A little bit about Asmita. She is from a small family in Ratnagiri and has a younger brother. Her father is a farmer and her mother sells handmade baskets made of straw. Asmita grew up farming and going to a school the size of which was smaller than her bedroom. At least that’s how she described it. In her spare time, Asmita would dress up, apply a bindi, hold an imaginary mike and perform a full-fledged concert pretending to be her favourite singer Shreya Ghoshal.

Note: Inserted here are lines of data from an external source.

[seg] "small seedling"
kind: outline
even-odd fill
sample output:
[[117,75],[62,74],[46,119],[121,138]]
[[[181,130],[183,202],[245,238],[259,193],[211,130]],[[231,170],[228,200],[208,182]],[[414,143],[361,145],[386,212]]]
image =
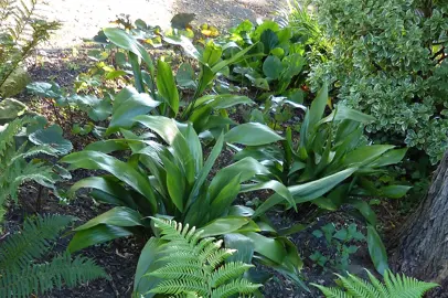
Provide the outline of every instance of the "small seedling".
[[323,255],[321,252],[316,251],[310,255],[310,259],[324,269],[330,265],[331,267],[345,270],[350,264],[350,255],[358,252],[359,246],[355,243],[365,240],[354,223],[341,228],[337,228],[333,223],[329,223],[320,230],[314,230],[312,235],[317,238],[323,237],[328,248],[334,252]]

The five years she spent working in my home were smooth years for my family. She made everything so easy. She was reliable, focussed and incredibly intuitive to other people’s feelings. She would send me to school, feed me hot food once I got back, pack and unpack my books and help me with my Hindi homework. She was like an elder sister to me but she was also a great friend. I say this because firstly, we were both teenage girls going through similar phases in our lives, secondly, we both hated my grandmother and thirdly, we both had a crazy crush on boys who didn’t fancy us back. The last reason is the kind of stuff that binds girls together for life.

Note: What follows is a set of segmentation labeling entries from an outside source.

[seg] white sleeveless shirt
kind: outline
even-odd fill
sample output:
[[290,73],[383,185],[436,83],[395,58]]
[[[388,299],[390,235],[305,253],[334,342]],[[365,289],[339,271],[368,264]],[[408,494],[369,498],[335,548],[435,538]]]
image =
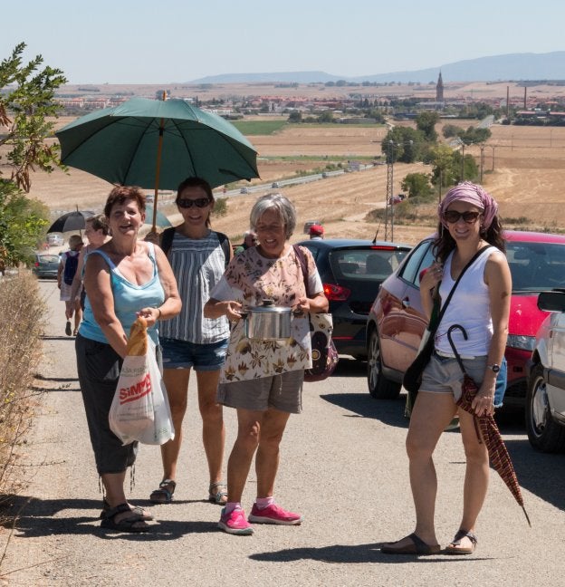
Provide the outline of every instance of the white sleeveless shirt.
[[[484,250],[465,271],[449,302],[436,333],[436,349],[454,355],[447,331],[453,324],[463,326],[467,332],[465,341],[460,330],[452,331],[451,338],[460,355],[479,357],[486,355],[493,338],[493,319],[488,287],[484,283],[484,265],[490,255],[498,251],[494,246]],[[442,304],[455,284],[451,276],[454,251],[444,265],[444,274],[439,288]]]

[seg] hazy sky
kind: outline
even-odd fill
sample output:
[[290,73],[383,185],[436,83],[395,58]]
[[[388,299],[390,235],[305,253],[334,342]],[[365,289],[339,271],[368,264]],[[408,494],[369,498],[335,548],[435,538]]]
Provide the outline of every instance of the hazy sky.
[[0,17],[0,59],[24,42],[72,83],[359,76],[565,49],[563,0],[20,0]]

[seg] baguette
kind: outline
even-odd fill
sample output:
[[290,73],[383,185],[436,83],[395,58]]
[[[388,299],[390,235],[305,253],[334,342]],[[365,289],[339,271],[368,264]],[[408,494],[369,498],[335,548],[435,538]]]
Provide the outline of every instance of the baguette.
[[128,339],[128,356],[142,357],[147,354],[147,320],[139,316],[131,324]]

I specifically remember one or two instances in which she was a great friend to me. My grandfather has a food problem. As a result, he only eats fruits, vegetables and boiled food. I was never allowed to touch fruits that were bought for him and most often than not, all fruits that came into my home were bought for his exclusive consumption. I remember eating a banana by mistake once. My grandmother got furious and almost conducted a thorough investigation of the missing banana case. Asmita, who had seen me gobble the banana while I watched TV went up to my grandmother the next afternoon and confessed of having eaten it. She saved my mother and me from the badmouthing my grandmother would do about us for stealing her husband’s produce.
I used to have a pathetic immunity system when I was in school. Falling sick came naturally to me. I remember that she sent me my medicines in my lunch bag along with an éclair despite the doctor’s strict instructions to avoid sticky substances. In return, I’d send back pieces of cake that a friend distributed for his or her birthday. It was always a sweet exchange. I spent a lot of time teaching her to read and write English. She redid all my school workbooks after I was done with them. Sometimes, she taught me how to sing her favourite songs. All this while she cooked and cleaned and did the laundry. I think I really looked up to her. She was there for me in small ways, ways that went unnoticed at the time but made me respect her and appreciate her.
Asmita is now married with two sons, lives in her own home in Ratnagiri and teaches music to the kids in her neighbourhood. She left my family soon after I went away to college but visits every time she is in the city. When she comes home, we ensure that we update each other about our lives fully, every single detail. In the short time she spent in my home, she was an indispensable part of it. She made my angst-ridden teenage years a little less difficult to deal with and taught me that being there for somebody in tiny ways is what matters the most in a friendship.
Anoushka Zaveri is a student at Flame University, and was an Education for Peace intern at Prajnya when she wrote this.